La troublante Violet Handcock vient solliciter l’aide de Sherlock Holmes. L’ombre d’un danger sournois plane au-dessus de l’officine de pharmacien de son père. Las, le lendemain, le vieil homme est retrouvé mort dans son laboratoire fermé de l’intérieur.

Dès lors, le détective de Baker Street n’aura de cesse de mettre ses extraordinaires facultés d’observation et de déduction au service de l’énigme de ce meurtre en chambre close, pour démasquer un assassin machiavélique et pour innocenter un homme injustement accusé par Scotland Yard.

Holmes sera aidé dans sa tâche par son fidèle ami Watson, que la gent féminine laisse moins indifférent que jamais, et par une madame Hudson rajeunie et à la personnalité nouvelle des plus surprenantes.

Mon Avis :
Attention : critique saturée de spoilers. Le roman n’étant pas très gros… quand on pointe l’inutile et qu’on le retire… il ne reste plus que l’essentiel… et on parle très vite des grosses ficelles grossières du scénario.

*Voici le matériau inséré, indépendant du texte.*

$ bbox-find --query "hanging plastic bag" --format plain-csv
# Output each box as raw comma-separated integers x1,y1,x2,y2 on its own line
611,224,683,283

Donc… si vous collectionnez les pastiches comme Dame Belette, lisez le livre d’abord et on discutera ensuite de nos impressions dans les commentaires.

– Si l’introduction et l’intrigue sont au départ sympathiques on ne peut pas dire que le mystère soit bien compliqué à résoudre : nous avons le choix entre deux suspects : la solution est cousue de fil blanc et se devine rapidement même si on ne sait pas encore comment Holmes va arriver au résultat prévisible.

– La solution est en outre dévoilée au 3/4 du livre. On se demande pendant plusieurs dizaines de pages réparties sur quelques chapitres ce qu’on peut encore en attendre… on ne sait jamais… un rebondissement de dernière minute…

Et ben non… telle sœur Anne je ne vis rien venir. Rien de rien ! T’as juste perdu ton temps. Aucun intérêt. C’est l’épilogue le plus long (plusieurs chapitres) et le plus brouillon (car partant dans tous les sens) que je n’ai jamais lu !

L’auteur voulait juste prolonger le plaisir qu’il avait à écrire (à moins qu’il ne soit payé à la page?) sur ses personnages préférés. Si le lecteur s’emmerde ce n’est pas son problème.

– Cela doit être de l’auto édition à en croire le nombre de coquilles. Quelques fautes d’accords complexes sont tolérables mais une odeur « d’amende amère » qui aurait davantage convenu à un mauvais stationnement qu’à un empoisonnement au cyanure (qui sent l’AMANDE amère!) là ça devient comique… et que dire de Madame Hudson nommée Madame Watson à deux reprises dans la même page !!! Heureusement qu’on nous avait dit que Mary Morstan-Watson était déjà morte!

– Le Lestrade de ce roman n’est pas canonique… Ses rapports avec Holmes sont ici haineux et désastreux! Rien de ça dans le canon où les deux hommes sont toujours restés courtois l’un avec l’autre ! On le fait passer pour un sadique brutal, une caricature de ripoux à deux neurones… C’est pas vraiment sympa… Et c’est d’un manichéen ! Lestrade c’est le méchant pourri (on a pas pu ressusciter Moriarty alors on prend ce qu’on a sous la main!) et Holmes c’est le Gentil!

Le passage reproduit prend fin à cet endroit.